With all due respect to Neyer, he’s off base here. Mussina may lack Palmer’s hardware, but over the course of his career he’s been more valuable than Palmer was, and not by a little. Over the course of 19 seasons, Palmer pitched 3,948 innings and was 151 Pitching Runs Above Average and 1,064 Pitching Runs Above Replacement, worth 99.6 WARP3 according to Clay Davenport’s system. Mussina, in 18 seasons totaling about 400 fewer innings, was 312 runs above averagemore than double Palmer, in other wordsand 1,302 Pitching Runs Above Replacement, good for 132.4 WARP3. Palmer’s best seven seasons (his peak, in JAWS terms) were worth 64.3 WARP3; Mussina trumps that with 66.5 WARP3. Mussina’s also got a considerable edge in career VORP (860.7 to 752.9) and a slight one in SNLVAR (99.7 to 96.2). Properly adjusted for the context of a more difficult work environment, he gains the advantage.

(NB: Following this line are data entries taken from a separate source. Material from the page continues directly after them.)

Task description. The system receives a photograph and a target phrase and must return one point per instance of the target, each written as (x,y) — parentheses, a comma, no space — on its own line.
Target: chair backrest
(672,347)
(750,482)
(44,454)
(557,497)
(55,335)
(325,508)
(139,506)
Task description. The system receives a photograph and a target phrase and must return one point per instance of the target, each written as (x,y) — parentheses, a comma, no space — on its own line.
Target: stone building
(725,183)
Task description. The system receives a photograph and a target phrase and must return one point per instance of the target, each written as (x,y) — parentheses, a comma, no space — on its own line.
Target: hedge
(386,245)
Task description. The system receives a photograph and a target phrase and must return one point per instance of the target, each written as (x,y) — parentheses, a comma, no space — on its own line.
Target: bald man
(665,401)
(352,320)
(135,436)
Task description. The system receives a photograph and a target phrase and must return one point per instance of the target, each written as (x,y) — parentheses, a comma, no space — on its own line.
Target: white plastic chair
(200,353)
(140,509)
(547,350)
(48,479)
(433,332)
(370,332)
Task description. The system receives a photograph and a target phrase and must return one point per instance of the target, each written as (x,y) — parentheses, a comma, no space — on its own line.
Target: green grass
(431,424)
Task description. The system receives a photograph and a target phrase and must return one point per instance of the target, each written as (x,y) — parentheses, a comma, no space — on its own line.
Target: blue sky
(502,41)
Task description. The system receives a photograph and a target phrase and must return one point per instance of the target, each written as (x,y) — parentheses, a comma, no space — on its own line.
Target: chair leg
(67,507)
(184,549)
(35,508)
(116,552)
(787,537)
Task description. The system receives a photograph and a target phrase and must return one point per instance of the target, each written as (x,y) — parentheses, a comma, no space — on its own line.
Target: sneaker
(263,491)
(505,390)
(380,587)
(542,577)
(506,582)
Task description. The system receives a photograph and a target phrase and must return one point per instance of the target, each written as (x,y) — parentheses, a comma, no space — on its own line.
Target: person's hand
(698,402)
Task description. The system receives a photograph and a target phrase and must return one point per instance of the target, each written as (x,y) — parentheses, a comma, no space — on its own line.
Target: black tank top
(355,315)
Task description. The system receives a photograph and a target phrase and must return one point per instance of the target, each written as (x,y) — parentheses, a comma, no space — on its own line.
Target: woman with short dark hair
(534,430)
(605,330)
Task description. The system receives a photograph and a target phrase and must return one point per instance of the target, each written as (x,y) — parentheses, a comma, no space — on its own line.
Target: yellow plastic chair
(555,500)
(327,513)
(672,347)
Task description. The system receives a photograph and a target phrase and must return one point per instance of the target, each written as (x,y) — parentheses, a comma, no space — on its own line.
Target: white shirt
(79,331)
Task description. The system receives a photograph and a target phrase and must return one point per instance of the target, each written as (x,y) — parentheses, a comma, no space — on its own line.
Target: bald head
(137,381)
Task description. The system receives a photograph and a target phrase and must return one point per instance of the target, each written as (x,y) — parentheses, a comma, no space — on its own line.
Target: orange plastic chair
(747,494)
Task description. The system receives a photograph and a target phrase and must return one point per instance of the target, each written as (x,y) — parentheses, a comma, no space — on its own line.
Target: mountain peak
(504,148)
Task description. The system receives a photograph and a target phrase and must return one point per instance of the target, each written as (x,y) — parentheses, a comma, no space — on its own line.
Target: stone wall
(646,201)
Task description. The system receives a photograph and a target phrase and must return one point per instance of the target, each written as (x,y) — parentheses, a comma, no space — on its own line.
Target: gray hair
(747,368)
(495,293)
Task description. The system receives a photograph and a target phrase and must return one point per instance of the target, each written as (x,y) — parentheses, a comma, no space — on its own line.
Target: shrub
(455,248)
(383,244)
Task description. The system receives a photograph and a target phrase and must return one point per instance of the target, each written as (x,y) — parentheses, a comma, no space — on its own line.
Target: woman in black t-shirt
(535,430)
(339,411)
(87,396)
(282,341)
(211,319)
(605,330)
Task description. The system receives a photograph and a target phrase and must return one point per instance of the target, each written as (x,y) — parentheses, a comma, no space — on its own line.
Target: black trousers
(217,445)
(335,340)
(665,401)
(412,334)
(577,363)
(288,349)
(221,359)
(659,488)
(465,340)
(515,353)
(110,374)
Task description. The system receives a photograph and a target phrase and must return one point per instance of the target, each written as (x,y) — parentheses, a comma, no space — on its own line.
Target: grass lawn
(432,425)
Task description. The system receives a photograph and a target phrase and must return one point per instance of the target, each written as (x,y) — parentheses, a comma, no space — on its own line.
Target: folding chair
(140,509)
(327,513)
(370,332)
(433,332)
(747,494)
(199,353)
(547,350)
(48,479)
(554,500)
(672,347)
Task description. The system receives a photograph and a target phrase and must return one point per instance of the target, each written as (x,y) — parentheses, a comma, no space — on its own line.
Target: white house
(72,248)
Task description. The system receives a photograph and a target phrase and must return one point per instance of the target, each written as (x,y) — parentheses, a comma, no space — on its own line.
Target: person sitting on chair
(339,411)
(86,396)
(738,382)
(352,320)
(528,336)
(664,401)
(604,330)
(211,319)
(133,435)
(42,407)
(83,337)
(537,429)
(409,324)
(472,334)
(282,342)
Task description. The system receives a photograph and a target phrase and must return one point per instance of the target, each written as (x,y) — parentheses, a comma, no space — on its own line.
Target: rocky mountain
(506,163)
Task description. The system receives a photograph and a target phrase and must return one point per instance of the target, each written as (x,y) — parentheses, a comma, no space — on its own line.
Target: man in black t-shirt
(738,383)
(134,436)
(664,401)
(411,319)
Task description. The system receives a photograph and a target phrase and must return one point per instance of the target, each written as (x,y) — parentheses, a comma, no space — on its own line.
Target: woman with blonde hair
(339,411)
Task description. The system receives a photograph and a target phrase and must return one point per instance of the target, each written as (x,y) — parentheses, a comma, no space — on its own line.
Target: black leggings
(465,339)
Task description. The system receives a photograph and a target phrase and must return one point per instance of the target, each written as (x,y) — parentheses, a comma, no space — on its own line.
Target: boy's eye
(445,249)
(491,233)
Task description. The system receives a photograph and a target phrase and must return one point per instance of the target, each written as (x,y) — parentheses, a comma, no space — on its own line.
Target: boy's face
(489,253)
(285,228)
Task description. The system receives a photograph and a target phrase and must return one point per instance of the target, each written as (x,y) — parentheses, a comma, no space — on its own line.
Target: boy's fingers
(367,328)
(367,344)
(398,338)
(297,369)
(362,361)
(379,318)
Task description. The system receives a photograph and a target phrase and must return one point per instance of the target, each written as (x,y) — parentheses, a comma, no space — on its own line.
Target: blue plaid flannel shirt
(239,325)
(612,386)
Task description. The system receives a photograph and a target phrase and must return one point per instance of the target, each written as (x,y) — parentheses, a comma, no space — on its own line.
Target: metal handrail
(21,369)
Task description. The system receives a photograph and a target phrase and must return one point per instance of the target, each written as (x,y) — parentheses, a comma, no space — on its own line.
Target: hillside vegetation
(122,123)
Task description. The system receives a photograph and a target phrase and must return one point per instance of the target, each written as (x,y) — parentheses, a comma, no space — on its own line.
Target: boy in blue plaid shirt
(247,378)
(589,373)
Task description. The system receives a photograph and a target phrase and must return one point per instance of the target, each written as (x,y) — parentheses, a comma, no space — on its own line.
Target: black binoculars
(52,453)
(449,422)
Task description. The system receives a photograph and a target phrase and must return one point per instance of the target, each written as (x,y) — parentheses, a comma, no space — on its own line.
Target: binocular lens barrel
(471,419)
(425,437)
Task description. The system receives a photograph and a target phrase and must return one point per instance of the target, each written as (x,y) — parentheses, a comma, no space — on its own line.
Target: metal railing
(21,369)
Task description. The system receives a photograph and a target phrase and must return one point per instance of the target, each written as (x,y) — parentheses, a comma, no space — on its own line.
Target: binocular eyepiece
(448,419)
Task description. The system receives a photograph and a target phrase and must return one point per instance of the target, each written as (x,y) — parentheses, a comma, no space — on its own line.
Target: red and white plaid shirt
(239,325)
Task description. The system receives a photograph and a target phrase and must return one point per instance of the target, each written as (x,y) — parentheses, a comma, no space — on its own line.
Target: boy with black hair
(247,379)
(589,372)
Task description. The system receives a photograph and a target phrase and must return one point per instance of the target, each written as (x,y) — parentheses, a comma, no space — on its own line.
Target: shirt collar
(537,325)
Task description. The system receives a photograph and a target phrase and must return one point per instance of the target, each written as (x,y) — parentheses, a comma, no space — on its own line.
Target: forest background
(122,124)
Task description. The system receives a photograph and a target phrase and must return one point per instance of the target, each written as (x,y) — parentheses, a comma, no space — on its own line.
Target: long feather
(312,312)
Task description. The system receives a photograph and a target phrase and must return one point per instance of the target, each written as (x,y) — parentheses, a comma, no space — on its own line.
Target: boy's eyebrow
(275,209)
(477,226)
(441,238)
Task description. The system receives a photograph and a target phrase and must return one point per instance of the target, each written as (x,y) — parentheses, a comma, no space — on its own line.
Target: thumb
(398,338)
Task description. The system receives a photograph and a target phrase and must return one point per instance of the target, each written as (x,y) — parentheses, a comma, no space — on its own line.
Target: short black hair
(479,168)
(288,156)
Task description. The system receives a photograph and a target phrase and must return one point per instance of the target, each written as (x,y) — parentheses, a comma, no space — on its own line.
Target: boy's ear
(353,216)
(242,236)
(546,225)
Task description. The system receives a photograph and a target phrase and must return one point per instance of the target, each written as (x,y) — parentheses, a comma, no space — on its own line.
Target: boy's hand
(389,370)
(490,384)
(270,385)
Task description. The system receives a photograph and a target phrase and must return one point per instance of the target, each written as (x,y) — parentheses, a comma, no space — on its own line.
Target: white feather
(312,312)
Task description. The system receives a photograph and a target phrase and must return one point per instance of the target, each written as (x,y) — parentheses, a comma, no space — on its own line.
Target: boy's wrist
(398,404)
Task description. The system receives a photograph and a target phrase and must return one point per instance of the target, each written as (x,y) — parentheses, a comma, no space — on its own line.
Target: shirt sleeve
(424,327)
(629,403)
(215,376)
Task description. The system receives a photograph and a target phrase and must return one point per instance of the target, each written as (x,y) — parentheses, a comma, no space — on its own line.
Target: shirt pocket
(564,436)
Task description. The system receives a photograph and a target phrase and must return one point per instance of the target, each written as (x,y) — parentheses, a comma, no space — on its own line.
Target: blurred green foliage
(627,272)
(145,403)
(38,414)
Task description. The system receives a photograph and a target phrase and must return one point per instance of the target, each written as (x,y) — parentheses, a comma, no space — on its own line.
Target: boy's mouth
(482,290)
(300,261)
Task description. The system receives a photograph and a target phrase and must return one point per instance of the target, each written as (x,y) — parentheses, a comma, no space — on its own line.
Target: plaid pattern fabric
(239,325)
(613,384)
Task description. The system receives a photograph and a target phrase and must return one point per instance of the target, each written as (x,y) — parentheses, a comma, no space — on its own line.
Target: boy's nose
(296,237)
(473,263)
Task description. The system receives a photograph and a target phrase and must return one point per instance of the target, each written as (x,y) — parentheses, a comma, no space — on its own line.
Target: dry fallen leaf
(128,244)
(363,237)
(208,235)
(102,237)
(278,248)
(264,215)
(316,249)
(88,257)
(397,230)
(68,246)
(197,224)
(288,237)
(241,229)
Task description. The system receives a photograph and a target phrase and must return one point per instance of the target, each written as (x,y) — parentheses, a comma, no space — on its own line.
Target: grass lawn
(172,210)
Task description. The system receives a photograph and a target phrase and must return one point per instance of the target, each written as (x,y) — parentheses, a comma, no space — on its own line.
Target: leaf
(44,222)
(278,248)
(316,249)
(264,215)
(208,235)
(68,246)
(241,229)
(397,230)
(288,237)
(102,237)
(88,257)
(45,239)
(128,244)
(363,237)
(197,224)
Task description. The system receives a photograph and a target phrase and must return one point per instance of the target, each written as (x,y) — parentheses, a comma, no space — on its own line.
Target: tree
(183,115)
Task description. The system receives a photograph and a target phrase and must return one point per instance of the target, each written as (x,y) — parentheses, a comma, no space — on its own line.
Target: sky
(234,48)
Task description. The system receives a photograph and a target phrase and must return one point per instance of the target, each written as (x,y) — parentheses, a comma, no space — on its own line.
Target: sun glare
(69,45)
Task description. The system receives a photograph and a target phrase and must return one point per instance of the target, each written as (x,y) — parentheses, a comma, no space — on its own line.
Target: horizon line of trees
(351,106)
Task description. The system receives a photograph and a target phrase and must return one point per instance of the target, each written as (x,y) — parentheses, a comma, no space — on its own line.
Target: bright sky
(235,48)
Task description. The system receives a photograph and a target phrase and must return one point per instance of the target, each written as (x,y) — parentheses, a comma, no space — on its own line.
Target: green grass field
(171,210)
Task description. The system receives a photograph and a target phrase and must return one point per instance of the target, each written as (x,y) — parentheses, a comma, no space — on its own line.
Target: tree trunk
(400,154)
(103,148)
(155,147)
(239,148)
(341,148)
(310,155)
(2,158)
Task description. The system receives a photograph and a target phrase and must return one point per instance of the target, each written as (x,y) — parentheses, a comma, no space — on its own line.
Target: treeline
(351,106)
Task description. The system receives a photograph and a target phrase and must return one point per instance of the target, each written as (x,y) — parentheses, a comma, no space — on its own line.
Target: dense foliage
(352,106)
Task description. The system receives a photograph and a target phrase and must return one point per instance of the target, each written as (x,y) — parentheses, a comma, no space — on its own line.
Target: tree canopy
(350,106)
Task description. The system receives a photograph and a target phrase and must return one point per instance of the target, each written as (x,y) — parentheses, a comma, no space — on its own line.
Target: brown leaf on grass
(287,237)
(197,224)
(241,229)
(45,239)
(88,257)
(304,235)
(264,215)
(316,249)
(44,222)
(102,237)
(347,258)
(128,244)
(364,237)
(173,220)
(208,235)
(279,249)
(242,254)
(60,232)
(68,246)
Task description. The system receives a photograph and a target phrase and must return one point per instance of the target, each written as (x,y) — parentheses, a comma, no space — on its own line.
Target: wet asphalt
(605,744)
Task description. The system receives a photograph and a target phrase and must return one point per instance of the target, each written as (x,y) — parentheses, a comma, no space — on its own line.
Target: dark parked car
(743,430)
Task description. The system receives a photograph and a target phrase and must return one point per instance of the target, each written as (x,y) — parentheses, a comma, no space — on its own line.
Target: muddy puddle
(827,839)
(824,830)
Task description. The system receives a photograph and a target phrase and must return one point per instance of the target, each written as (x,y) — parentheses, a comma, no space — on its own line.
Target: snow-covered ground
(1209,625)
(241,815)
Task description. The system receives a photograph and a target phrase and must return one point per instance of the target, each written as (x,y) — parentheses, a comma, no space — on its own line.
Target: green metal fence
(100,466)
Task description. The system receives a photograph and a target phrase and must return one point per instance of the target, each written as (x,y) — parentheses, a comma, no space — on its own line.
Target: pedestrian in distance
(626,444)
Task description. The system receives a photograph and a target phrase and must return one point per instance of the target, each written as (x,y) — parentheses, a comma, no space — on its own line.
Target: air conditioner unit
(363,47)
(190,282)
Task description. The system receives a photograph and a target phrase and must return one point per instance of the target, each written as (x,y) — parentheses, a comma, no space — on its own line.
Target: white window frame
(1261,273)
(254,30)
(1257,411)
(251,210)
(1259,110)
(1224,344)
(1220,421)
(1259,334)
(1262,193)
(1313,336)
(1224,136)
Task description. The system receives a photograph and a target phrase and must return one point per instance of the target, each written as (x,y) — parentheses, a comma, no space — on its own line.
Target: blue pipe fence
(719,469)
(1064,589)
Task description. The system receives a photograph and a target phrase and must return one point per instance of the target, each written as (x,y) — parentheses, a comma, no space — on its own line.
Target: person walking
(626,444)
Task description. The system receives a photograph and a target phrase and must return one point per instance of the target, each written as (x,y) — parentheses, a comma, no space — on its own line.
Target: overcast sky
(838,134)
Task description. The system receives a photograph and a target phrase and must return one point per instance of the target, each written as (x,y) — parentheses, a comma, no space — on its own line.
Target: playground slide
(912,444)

Jim Palmer was a great pitcher on some ballclubs that are regarded among the best of the ’60s and ’70s. The matinee-idol good looks, the underwear ads, and the public feuds with manager Earl Weaver make for a colorful public persona that rounds out out his Hall-worthy credentials to the point of legend. Mussina bore the burden of spending the first half of his career pitching in the shadow of that legend on ballclubs that weren’t the equal of those Weaver squads, and he developed a public persona that, while thoughtful, was far more reserved than that of the outgoing Palmer. Accompanied by the evolution of the starting pitcher’s role over the last three decades, those differences dramatically distort the perceptions of the two pitchers, but props to Palmer for recognizing that and for speaking up on Mussina’s behalf. Even if he never throws another pitch, Mike Mussina is worthy of a spot in Cooperstown.
And here’s Neyer:
Jaffe makes a pretty compelling case with all those statistics. Overwhelming, one might even think; more than double Palmer. I’m not prepared to pick through the details of Pitching Runs Above Replacement or WARP3 or VORP or SNLVAR, and anyway I’ve relied on some of those metrics myself from time to time. They certainly have their place.
But while one can argue (as Jaffe does) that Mussina pitched in a “more difficult work environment,” one might also argue that Mussina pitched in an environment conducive to the best pitchers looking wonderful relative to their peers.
If you run the numbers, all (or almost all of) the best pitchers of the last 40 years pitched in the last 20 years. Randy Johnson, Greg Maddux, Pedro Martinez, Roger Clemens Why didn’t we have anyone like that between 1969 and 1985? Of the top 20 single-season ERA+ for qualifiers from 1969 through 2007, 15 have come after 1993. You do the math.
Statistically speaking, Palmer was probably the second-best pitcher in the 1970s (behind only Tom Seaver). Mussina was maybe the eighth-best pitcher in the 1990s. It seems to me that might mean something.
The thought of Mussina hanging ’em up now makes me sad because I’d like to see him make a run at 300 wins. At the same time, I think it’d be nifty–as Mussina himself mentioned, how often do you see athletes go out on their own terms? He’ll likely never pitch as well as he did this year and it would be a grind for him to reach 300 wins. Maybe his ego says yeah, he should go for it, but then he’s also got his family to consider. It’ll be very interesting to see what choice he makes.